When the cab pulled up in front of my house, I saw Mickey getting ready to leave on his Vespa. I opened the door to wave to him, but before I could get his attention, he gunned the engine and took off down the street. He certainly was in a hurry to get away from whatever was going on in my house. I took a deep breath, paid the driver, and went inside.
I knew it was going to be bad, but nothing could have prepared me for what I saw. Couch cushions lay scattered around the floor, some with holes ripped in them, like leftovers from a particular angry pillow fight, and someone had ground rice crisps into the carpet with the sole of her shoe. Noodles had apparently forgotten whatever housebreaking he’d learned in his last home, because he’d made messes all over the place. Designer dresses lay on the furniture, like crumpled ghost-sheets, and empty soda bottles, wine bottles, and prescription pill bottles for SBB’s various medications were all over the floor, lying on their sides. And that was just the living room! I didn’t want to imagine what I might find upstairs. Never, not even after one of Patch’s crazy parties, had I seen the place in such terrible shape.
I didn’t know what to do. My first thought was to call my parents and confess everything: “Hey, I know I was supposed to be starting high school and concentrating on my homework, but guess what? I invited three of my friends to move in with us, and they trashed everything!” But something stopped me: maybe the possibility (unlikely) that my folks would freak out, hurry home, and kick my butt—or maybe the possibility (more likely) that they’d be mad but say it was my responsibility and leave me to fix it on my own anyway. So I kept my cell phone in my pocket. Instead I pulled off my shoes and yelled, “Philippa? Liesel? Sara-Beth? You guys around here anywhere?”
They appeared, all together, at the top of the stairs. They didn’t look happy, but at least they weren’t yelling or clawing one another’s eyes out, so I took that to be a good sign.
“What happened?” I asked, gesturing at the huge mess. “It looks like a mosh pit or something in here. This isn’t cool, you guys, seriously. I’m sorry I left you all alone, but I’ve had a really hard night.”

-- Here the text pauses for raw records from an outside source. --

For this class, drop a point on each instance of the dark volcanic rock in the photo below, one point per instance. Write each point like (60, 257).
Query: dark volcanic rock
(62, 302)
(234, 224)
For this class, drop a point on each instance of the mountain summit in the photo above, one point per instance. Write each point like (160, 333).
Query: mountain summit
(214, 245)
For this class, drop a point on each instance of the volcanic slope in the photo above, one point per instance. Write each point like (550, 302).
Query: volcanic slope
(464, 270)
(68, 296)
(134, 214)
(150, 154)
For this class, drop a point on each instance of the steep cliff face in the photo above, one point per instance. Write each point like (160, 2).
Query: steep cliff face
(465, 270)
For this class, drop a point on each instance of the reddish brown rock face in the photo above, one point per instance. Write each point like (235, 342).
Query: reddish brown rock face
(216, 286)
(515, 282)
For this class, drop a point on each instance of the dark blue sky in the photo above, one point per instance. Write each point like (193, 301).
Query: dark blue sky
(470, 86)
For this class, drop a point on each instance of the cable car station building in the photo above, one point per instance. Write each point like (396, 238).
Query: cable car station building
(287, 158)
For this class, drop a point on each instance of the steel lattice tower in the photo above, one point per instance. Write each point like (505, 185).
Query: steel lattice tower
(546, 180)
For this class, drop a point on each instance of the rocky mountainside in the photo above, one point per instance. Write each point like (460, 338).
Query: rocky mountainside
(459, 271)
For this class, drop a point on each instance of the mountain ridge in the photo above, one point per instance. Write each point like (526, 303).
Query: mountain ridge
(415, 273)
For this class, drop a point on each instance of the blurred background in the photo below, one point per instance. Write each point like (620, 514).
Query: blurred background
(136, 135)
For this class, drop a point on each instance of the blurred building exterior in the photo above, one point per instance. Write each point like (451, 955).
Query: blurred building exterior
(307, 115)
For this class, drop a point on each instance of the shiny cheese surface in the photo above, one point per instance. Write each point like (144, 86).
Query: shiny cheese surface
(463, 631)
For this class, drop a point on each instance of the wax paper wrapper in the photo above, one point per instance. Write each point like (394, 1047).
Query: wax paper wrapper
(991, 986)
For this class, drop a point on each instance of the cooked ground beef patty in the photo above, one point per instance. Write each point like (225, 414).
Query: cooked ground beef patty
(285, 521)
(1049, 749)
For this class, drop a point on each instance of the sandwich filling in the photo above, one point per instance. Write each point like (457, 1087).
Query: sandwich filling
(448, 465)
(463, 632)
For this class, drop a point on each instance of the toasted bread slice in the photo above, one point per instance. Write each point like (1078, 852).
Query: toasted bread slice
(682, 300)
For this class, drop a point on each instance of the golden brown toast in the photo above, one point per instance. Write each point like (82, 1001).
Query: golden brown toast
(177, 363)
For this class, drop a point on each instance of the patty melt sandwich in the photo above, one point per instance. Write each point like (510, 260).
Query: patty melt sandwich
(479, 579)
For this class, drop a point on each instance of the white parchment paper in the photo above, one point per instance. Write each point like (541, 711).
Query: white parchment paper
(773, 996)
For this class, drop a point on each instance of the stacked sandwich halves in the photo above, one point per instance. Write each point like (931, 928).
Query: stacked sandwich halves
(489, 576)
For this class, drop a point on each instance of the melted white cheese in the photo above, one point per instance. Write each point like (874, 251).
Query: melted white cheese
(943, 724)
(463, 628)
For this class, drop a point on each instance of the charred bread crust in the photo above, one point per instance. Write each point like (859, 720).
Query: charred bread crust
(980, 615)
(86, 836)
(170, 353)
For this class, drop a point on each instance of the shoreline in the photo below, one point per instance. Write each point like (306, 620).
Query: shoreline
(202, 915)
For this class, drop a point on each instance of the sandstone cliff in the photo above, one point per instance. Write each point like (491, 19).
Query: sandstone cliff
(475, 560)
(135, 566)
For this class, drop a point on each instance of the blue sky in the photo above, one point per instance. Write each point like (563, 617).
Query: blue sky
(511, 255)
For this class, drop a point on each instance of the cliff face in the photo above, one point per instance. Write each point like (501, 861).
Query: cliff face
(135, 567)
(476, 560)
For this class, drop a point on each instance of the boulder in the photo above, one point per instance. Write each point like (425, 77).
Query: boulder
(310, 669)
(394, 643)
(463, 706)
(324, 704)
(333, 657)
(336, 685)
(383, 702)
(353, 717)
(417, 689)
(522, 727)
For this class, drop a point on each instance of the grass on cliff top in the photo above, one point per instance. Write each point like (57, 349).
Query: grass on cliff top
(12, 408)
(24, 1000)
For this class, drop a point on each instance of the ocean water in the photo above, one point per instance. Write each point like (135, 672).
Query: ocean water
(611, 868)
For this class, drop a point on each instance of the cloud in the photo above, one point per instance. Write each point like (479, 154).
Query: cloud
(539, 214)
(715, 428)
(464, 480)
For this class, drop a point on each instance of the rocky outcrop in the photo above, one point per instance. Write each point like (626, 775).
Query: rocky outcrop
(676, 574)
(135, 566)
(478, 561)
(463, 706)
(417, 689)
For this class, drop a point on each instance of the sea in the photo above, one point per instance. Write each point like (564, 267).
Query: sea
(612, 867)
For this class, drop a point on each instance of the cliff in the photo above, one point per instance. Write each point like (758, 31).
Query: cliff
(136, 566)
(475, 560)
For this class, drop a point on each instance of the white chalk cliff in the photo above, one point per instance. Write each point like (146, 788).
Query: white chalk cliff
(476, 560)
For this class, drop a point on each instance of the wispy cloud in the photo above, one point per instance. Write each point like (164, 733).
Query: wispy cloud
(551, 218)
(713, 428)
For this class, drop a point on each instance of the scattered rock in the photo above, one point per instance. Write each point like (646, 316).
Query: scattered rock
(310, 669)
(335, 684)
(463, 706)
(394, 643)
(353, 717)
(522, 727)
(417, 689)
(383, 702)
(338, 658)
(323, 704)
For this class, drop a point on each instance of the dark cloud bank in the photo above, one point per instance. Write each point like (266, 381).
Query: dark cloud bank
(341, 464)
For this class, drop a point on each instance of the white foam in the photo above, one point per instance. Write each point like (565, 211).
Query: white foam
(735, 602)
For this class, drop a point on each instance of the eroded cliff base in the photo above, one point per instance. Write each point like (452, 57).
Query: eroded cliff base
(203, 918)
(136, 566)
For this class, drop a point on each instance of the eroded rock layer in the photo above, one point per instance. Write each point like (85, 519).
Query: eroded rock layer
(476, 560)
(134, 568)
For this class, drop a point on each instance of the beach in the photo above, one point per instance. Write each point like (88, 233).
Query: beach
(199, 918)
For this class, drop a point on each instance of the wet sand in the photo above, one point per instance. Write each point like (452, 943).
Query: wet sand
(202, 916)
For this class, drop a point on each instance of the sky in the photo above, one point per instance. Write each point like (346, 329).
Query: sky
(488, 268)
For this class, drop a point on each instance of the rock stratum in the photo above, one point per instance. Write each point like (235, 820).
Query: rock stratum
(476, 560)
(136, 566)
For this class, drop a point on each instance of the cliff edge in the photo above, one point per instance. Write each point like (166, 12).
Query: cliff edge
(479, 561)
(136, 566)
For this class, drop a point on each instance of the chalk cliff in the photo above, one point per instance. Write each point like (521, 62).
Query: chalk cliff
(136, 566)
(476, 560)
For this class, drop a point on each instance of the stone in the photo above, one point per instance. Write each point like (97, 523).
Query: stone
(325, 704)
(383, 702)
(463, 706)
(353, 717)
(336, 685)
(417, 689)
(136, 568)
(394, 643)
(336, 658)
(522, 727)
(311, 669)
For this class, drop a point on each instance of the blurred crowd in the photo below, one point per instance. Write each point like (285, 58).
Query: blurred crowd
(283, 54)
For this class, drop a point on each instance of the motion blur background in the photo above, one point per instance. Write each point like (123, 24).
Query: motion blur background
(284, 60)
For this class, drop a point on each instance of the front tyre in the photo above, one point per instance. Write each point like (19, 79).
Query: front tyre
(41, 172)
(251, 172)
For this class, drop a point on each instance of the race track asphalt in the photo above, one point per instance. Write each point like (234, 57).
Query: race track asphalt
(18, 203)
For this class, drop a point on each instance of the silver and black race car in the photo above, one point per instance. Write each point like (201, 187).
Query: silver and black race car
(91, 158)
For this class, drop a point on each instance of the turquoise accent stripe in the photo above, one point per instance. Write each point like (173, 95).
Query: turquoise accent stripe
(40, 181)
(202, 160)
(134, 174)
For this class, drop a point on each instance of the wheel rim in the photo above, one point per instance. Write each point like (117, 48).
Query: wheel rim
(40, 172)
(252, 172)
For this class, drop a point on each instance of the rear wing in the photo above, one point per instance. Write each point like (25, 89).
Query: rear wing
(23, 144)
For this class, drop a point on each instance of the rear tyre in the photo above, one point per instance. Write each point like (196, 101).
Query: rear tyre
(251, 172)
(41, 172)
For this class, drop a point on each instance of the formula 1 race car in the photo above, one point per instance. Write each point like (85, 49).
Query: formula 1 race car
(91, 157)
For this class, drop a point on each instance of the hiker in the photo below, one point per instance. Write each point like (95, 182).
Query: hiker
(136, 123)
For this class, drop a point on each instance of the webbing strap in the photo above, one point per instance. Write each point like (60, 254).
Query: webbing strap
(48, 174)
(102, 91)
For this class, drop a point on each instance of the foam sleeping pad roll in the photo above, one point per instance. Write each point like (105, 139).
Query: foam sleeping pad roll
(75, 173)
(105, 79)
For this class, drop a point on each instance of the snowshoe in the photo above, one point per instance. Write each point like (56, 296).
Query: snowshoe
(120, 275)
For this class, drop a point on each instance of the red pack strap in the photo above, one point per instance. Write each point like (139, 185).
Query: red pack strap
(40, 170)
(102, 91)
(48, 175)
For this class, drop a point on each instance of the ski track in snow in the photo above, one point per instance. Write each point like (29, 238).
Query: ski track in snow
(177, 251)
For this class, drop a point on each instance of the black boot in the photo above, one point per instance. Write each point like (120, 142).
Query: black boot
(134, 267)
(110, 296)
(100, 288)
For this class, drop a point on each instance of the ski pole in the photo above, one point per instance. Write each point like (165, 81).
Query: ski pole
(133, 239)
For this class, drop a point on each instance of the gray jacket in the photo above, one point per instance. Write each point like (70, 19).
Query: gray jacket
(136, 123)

But none of them said anything. They all just stared at me, and I started to realize why they weren’t fighting anymore. They were united now. Against me.
“Listen,” I went on, “I’m really sorry I ditched you guys to go to that party. Believe me, I wish I’d just stayed home. I had an awful time. From now on, I promise I won’t go off and not invite you guys. It was mean and stupid and wrong of me. Okay? I’m really sorry. Beyond sorry. What else do you want me to say?”
Philippa held up my chemistry notebook. “Maybe you could explain this.”
For a second, I didn’t know what she was talking about. Then I realized she had it open to the page where Judith, Meredith, and I had been scribbling notes to one another during the school assembly. And right in the middle of the page was the picture Judith had drawn of stick-figure SBB stripping.
“How could you say those things about me, Flan?” wept Sara-Beth. “I thought you were my friend.”
“It’s one thing to … double-book us, Flan,” said Liesel, “but it’s another to turn against someone who trusts you.”
“But wait, I didn’t write those things. Judith—”
“Sure, blame it all on somebody else,” scoffed Philippa. “That’s so mature.”
“But I really didn’t—”
“I know when I’m not wanted.” Sara-Beth wiped her eyes. “Tonight you can rest easy knowing you’ll never see me again. I don’t care if I am homeless—I’m not going to spend one more hour in this horrible, horrible house!”
“Sara-Beth, wait!” But before I could get my shoes back on, she was running down the stairs, past me, out the front door, and out into the street. I chased her out onto the sidewalk, but she was already disappearing into a cab. “Wait!” I yelled. But she didn’t so much as say good-bye.
Now I felt really sick. I went back inside the house. Liesel and Philippa were sitting on the couch now, their arms crossed, their faces as stony as a pair of judges’. I didn’t look at them as I ran up the stairs to my bedroom, shut the door, and locked it.
As soon as I crashed down onto my bed, Noodles came out from under it. He hopped up next to me and started licking my face. But, as cute as he was, even he made me sad, because he reminded me of Liesel and Sara-Beth and how much fun we’d had hanging out at Cube the night I got him. I hugged the little doggy to my chest and started to cry. Everyone hated me: my friends from home, my friends from school, the guy I liked—everybody. I’d humiliated Bennett in his own house, made Judith and Meredith not trust me—and worst of all, SBB thought I’d basically called her an anorexic prostitute. It was awful and ugly and stupid, and I wanted to die.
After several hours of crying and hating myself, I finally fell asleep. All night long I had a series of terrifying dreams, filled with people yelling at me and sentencing me to jail. But when I woke up the next morning, the voices I heard in real life were even more terrifying. They belonged to my parents, and they were coming from downstairs.